The information acquisition device comprises a radio frequency identification device, an intelligent reader, a laser scanner and the like, and the information acquisition mode comprises two-dimensional code scanning, bar code scanning, character input and the like.
In this embodiment, the information archive unit 200 includes an information acquisition module 201, an information update module 202, and an information storage module 203; the signal output end of the information acquisition module 201 is connected with the signal input end of the information updating module 202, and the signal output end of the information updating module 202 is connected with the signal input end of the information storage module 203; the information acquisition module 201 is used for importing the acquired information data into the system; the information updating module 202 is used for updating the newly added data to the system in real time; the information storage module 203 is used for storing the information data into the corresponding databases respectively.
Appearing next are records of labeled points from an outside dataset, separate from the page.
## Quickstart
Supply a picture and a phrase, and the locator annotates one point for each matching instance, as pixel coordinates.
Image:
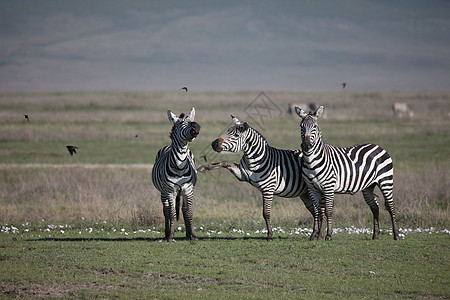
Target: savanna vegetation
(107, 186)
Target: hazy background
(224, 45)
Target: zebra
(273, 171)
(328, 169)
(174, 173)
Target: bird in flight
(71, 149)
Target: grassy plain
(41, 184)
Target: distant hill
(233, 45)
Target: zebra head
(234, 140)
(184, 128)
(310, 131)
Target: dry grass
(105, 124)
(127, 196)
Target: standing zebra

In this embodiment, the data integration unit 300 includes a format unification module 301, a data cleaning module 302, and a data classification module 303; the signal output end of the format unifying module 301 is connected with the signal input end of the data cleaning module 302, and the signal output end of the data cleaning module 302 is connected with the signal input end of the data classifying module 303; the format unifying module 301 is used for carrying out standardized conversion on the information data; the data cleaning module 302 is configured to identify and compare data and reject error data and duplicate data therein; the data classifying module 303 is configured to classify and classify the data according to a set condition.
Further, the format unifying module 301 includes:
with RsetRepresenting a set of semantic conversion rules, Rset={r1,r2,…,rnIn which r isiDenotes a rule, i is 1,2, …, n is the total number of rules, ri=(T,D,OT,O,R);
T is Type, and the problem Type is identified through semantic conversion; d is Data, and a semantic conversion layer is used for processing a Data object; OT is Operation Type, and the Type of a trigger of a conversion Operation executed by the semantic conversion layer; o is Operation, and the semantic conversion is specifically operated; r is Reference, operating in the rule.
Further, the data cleansing module 302 adopts an entropy algorithm of information quantity, and the calculation formula is as follows:
H(x)=-∑P(Xi)log2P(Xi);
wherein, i is 1,2,3iDenotes the ith state (n states in total), P (X)i) Represents the probability of the i-th state occurring, and h (x) is the amount of information needed to remove uncertainty, in bits (bits).
Further, the data classifying module 303 adopts a naive bayes algorithm, and the calculation formula is as follows:
wherein X is a given set, P (C)iI X) is X belongs to class CiA posterior probability of (D), P (X | C)i) Probabilities categorized by conditionally independent attributes.
In this embodiment, the block application unit 400 includes an information encryption module 401, a resource sharing module 402, an authority protection module 403, and an identity module 404; the signal output end of the information encryption module 401 is connected with the signal input end of the resource sharing module 402, and the signal output end of the authority protection module 403 is connected with the signal input end of the identity recognition module 404; the information encryption module 401 is configured to perform encryption protection on data through an encryption algorithm; the resource sharing module 402 is configured to establish a sharing channel between different databases and between a database and a user; the authority protection module 403 is configured to limit the operation authority of the user according to different admission conditions; the identity recognition module 404 is used for performing recognition and authentication on the identity of the user and assigning authority according to the identity.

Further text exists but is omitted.